Schools Programme which supports primary and secondary schools outwith the Challenge Authorities. These schools have been identified on the basis of supporting a significant proportion of pupils and families from communities which are facing some of the greatest challenges across Scotland.
Pupil Equity Funding is additional funding allocated directly to schools. Funding is provided to over 97% of Scottish schools to support pupils from low income families in P1-S3. National Operational Guidance has been published on the Scottish Government website.
An Interventions for Equity framework has been developed to support the introduction of Pupil Equity Funding. This framework has been designed to support schools in making decisions about how to select interventions and approaches which can help to close the attainment gap between our most and least disadvantaged children.
An additional publication, Pupil Equity Funding: Looking inwards, outwards, forwards – sharing effective practice to maximise support for learners and practitioners has recently been published to provide further support in developing and refining approaches to PEF (March 2022).
Care Experienced Children and Young People Fund - this fund specifically targets improved attainment of care experienced children and young people within local authorities.
National Programmes - funding is allocated to a number of national programmers which support the Scottish Attainment Challenge including professional learning, teacher recruitment and the development of Regional Improvement Collaboratives.
We have a firm foundation in our key policies: National Improvement Framework, Curriculum for Excellence; GIRFEC; Early Learning and Childcare; and Developing the Young Workforce. These clearly set out what needs to be done to support every child/young person's successful learning journey from early years, through school and post-16 learning - including university and college - and on into positive destinations.

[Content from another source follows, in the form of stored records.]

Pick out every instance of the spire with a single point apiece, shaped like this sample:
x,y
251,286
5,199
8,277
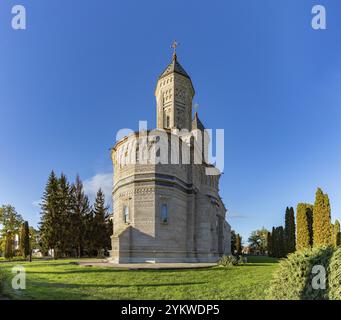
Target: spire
x,y
174,66
196,123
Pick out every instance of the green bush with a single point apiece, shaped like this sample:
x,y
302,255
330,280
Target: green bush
x,y
293,279
335,276
228,261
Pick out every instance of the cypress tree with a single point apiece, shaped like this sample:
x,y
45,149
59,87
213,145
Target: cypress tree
x,y
25,249
322,231
233,241
80,215
274,242
9,252
100,221
304,221
337,234
269,244
282,248
63,221
239,244
49,215
290,230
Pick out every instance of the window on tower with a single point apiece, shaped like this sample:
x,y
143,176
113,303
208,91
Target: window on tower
x,y
125,214
164,213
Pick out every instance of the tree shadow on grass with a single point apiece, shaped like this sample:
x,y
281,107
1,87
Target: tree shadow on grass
x,y
88,285
87,270
322,259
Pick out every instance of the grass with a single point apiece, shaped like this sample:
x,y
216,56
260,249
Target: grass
x,y
66,281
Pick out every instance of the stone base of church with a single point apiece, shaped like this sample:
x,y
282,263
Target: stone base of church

All schools and local authorities across Scotland benefit from the universal support package offered through the Scottish Attainment Challenge. The universal offer includes:
- All local Authorities have direct access to a named Attainment Advisor who works collaboratively alongside local authority staff on agreed priorities which support the Scottish Attainment Challenge.
- National Improvement Hub - a virtual centre of educational expertise that supports the Scottish Attainment Challenge. It incorporates a range of features to build collaborative learning and engage leaders and practitioners to support a self-improving education system.
- The Interventions for Equity Toolkit is an initial framework to support the Scottish Attainment Challenge - Pupil Equity Funding (PEF). It is based on a range of interventions and approaches that are currently being used in schools across Scotland.
- There is also a Scottish Attainment Challenge self-evaluation resource to assist stakeholders in bringing about further improvement.